Following are some advice for lowering the health risks associated with alcohol consumption:

● Never drink alcohol on an empty stomach.
● Follow up each alcoholic beverage with a non-alcoholic one.
● Set limits for the number of drinks you’re allowed to have.
● Verify the number of standard drinks within your drink.
● Get a drink of water instead of a drink if you’re thirsty.
● Avoid drinking to deal with stress, worry, or restless sleep.

If you think your alcohol use is becoming a problem, make an appointment with an online GP to create long-term management strategies.

Want to go Cold Turkey?
If you drink frequently or have developed alcohol dependence, talk to an online GP before reducing your alcohol consumption.

Alcohol withdrawal symptoms include nausea, vomiting, anxiety, sweating, migraines, disorientation and seizures.

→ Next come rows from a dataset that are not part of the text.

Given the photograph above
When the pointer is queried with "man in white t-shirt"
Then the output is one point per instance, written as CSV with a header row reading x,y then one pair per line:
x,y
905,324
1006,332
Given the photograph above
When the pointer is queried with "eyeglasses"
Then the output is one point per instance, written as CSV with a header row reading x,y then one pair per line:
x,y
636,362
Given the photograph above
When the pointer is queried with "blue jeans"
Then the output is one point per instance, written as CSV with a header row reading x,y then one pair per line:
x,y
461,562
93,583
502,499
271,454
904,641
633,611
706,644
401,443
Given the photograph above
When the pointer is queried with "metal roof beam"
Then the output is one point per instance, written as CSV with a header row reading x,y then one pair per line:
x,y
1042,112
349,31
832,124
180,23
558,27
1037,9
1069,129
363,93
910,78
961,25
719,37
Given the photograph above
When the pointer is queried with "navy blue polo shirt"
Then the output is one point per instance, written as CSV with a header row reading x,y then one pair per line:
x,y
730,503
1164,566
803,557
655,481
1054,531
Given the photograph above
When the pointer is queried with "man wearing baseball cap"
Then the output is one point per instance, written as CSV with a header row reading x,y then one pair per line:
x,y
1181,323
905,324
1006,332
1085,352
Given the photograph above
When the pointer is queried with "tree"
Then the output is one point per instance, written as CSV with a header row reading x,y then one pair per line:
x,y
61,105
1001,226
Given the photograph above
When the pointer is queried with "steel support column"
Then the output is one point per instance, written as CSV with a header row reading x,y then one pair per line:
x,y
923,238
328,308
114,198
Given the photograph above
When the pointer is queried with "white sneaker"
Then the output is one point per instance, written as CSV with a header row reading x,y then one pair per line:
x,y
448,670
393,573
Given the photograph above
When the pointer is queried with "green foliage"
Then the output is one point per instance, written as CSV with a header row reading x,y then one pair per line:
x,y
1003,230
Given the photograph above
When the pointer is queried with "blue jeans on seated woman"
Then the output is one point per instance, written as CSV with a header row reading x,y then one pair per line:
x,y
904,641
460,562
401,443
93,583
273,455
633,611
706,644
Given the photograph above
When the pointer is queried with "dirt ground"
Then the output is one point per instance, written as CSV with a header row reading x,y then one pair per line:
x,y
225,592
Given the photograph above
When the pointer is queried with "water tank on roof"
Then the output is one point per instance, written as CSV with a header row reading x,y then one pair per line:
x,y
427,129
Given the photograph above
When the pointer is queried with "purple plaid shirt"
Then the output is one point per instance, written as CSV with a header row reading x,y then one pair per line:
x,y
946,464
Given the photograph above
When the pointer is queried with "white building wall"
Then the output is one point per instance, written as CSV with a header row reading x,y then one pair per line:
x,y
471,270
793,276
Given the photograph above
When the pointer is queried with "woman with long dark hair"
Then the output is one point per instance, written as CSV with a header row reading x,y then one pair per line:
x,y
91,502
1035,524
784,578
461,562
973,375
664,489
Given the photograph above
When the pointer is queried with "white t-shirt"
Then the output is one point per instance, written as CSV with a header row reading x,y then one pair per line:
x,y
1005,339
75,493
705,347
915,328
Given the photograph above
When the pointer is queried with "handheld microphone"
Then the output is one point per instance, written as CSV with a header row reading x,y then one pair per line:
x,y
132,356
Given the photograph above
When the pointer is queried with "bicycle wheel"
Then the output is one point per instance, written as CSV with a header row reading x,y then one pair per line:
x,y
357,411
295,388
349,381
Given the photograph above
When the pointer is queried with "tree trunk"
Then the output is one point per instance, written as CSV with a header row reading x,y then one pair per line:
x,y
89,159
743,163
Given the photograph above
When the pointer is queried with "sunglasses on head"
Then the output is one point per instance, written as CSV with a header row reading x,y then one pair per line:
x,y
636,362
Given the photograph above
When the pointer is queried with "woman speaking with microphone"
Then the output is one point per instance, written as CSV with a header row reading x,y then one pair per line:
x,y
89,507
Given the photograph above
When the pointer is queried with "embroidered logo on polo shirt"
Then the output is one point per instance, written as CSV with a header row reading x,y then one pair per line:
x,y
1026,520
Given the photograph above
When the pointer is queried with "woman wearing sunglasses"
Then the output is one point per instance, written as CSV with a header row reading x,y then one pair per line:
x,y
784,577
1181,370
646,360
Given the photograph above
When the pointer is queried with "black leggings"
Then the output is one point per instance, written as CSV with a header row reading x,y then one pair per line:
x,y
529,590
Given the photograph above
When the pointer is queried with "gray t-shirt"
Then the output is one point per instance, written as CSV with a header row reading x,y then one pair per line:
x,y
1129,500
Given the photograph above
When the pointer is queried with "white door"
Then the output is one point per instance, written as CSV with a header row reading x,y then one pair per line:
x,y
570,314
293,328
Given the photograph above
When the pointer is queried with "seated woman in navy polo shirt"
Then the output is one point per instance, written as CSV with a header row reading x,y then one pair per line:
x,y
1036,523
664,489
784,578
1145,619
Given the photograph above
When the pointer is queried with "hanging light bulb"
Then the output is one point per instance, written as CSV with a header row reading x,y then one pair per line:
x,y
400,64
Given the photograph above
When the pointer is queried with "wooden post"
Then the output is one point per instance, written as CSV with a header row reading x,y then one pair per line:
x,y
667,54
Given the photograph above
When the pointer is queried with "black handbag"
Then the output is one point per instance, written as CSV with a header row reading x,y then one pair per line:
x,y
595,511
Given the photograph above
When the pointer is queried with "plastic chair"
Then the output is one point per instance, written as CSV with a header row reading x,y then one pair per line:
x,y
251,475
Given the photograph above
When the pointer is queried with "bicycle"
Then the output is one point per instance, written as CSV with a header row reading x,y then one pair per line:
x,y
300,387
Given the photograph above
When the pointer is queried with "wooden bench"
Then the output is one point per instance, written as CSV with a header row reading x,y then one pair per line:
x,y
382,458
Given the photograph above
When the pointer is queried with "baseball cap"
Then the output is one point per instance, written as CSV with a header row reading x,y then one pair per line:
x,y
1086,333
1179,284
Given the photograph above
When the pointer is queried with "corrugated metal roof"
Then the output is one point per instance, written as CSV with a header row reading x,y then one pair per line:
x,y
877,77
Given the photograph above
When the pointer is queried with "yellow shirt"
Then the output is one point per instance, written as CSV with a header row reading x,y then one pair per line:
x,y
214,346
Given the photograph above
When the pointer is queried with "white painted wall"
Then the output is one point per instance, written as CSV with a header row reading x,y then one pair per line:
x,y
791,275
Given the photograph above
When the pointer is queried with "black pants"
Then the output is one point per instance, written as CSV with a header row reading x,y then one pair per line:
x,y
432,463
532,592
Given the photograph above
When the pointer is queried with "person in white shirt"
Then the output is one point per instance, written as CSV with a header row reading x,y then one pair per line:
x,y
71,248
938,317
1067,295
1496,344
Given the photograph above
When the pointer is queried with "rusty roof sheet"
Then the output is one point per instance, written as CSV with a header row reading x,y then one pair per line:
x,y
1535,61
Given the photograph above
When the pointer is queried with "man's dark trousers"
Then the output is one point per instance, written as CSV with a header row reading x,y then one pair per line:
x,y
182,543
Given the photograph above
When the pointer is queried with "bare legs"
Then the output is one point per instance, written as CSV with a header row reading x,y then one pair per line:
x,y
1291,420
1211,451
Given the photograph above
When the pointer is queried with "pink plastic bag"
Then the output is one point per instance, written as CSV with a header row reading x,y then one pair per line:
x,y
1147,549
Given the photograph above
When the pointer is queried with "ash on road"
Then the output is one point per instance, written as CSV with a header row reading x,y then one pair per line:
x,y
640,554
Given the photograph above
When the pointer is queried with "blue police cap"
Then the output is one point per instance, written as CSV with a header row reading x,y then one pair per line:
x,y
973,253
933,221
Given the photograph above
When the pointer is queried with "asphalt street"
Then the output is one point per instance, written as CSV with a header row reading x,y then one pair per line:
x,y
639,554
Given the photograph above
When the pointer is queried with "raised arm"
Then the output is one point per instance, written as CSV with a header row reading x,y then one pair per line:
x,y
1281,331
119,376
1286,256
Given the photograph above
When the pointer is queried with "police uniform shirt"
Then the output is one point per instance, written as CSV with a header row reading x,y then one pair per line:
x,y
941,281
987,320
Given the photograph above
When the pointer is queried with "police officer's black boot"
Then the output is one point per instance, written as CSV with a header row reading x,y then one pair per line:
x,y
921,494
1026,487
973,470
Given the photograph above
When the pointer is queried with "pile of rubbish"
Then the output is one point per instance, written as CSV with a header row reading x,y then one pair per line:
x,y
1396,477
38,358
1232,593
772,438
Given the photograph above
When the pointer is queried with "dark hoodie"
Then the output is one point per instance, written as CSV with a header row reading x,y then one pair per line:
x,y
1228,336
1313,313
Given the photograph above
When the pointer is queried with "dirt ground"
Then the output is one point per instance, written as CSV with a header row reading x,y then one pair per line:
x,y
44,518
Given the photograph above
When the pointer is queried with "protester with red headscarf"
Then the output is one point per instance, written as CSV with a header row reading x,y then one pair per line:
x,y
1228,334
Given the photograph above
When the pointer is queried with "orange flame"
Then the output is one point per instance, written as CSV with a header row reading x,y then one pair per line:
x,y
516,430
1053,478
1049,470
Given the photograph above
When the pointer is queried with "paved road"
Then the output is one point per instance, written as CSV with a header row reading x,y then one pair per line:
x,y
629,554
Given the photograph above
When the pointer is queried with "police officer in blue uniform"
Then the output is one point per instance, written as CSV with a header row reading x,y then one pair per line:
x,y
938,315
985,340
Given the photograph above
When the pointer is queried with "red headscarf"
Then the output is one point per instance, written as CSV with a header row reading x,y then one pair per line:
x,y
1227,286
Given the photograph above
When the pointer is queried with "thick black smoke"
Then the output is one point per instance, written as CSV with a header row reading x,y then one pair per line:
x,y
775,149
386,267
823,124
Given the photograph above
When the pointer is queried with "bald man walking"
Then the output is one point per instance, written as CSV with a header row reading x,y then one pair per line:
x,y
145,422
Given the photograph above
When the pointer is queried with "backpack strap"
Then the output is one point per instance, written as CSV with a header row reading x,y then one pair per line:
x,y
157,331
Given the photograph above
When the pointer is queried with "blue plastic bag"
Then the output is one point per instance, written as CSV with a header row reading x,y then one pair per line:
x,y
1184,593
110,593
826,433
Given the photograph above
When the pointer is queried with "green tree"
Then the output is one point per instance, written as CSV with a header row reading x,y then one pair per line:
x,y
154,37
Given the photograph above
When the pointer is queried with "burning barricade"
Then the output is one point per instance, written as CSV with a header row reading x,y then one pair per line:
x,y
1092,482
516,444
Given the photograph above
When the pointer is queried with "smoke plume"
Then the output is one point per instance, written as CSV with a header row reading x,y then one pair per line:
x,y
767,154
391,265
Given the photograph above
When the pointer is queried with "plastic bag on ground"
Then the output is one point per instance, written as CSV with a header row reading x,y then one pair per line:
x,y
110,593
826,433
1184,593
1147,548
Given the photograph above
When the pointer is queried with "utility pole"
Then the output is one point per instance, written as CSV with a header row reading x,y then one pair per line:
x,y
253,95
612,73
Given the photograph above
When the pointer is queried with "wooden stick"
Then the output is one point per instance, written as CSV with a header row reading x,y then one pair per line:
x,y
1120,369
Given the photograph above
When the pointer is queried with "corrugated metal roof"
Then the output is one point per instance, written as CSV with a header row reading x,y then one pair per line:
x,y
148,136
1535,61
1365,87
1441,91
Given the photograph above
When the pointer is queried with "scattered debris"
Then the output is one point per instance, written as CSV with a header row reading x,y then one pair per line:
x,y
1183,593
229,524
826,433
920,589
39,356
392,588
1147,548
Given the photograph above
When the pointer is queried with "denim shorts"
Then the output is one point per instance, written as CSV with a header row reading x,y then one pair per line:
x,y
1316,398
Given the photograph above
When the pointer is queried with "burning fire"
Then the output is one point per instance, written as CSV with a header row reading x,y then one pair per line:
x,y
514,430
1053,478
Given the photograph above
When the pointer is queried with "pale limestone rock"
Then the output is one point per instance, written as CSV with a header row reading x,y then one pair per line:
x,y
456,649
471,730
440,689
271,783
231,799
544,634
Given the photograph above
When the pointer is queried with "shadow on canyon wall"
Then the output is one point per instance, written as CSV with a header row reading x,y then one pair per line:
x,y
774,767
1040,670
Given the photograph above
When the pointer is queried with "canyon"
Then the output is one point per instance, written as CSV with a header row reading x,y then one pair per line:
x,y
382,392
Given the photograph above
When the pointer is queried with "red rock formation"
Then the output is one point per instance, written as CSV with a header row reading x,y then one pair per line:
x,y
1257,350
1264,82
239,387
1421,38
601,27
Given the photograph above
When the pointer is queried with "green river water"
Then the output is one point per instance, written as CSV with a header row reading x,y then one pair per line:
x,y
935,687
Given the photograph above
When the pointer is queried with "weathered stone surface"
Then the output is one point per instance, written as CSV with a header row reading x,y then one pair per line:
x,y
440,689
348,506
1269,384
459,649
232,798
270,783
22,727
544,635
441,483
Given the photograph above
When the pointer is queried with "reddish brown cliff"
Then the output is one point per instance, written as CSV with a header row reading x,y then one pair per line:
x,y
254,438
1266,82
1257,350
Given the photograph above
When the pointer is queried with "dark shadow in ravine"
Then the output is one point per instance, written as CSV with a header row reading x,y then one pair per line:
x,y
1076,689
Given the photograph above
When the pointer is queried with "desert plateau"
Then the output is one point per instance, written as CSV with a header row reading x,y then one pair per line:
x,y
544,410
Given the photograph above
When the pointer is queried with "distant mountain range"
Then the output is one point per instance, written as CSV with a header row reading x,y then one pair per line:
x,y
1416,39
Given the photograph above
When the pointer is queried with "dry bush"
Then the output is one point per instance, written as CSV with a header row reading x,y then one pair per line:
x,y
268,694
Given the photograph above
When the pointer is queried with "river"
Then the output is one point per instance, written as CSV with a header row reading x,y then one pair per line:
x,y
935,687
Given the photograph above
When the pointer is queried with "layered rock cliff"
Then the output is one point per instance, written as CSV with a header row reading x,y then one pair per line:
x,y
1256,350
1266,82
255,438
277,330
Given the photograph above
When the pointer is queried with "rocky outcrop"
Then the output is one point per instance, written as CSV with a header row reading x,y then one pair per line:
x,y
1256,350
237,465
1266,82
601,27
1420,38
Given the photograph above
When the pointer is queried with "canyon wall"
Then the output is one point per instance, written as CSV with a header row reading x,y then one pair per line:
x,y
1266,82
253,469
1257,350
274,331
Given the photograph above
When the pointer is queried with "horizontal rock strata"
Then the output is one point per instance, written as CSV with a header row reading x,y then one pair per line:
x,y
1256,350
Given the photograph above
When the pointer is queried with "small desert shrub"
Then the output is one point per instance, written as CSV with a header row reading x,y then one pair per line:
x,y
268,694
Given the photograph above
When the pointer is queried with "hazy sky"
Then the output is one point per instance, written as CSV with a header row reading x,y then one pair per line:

Therefore, if you’re an avid drinker, it’s better to cut down on liquor with the guidance and supervision of a specialised medical practitioner.

What Alcohol Can Do to Your Liver
The term “alcohol-related liver disease” (ARLD) describes liver damage brought on by excessive alcohol use. Additionally, there are multiple intensity gradations and a variety of related symptoms.

Typically, ARLD doesn’t show signs until your liver is seriously injured. The following signs may appear when this occurs:

● Feeling ill
● Losing weight
● Reduced appetite
● Jaundice (the yellowing of one’s eyes and skin)
● Ankle edema
● Stomach discomfort
● Sleepiness
● Releasing blood through your stool
● Vomiting blood

As a result, when testing for other illnesses or sometimes at the more severe stages of liver damage, people often find out they have this disease.

Inform your online GP if you often use alcohol in excess so they may determine if the liver is affected.

Medical illnesses can take a toll on the patient and their loved ones. Make sure you keep your health in check by talking to online doctors in Australia and getting pathology referrals to get yourself tested routinely.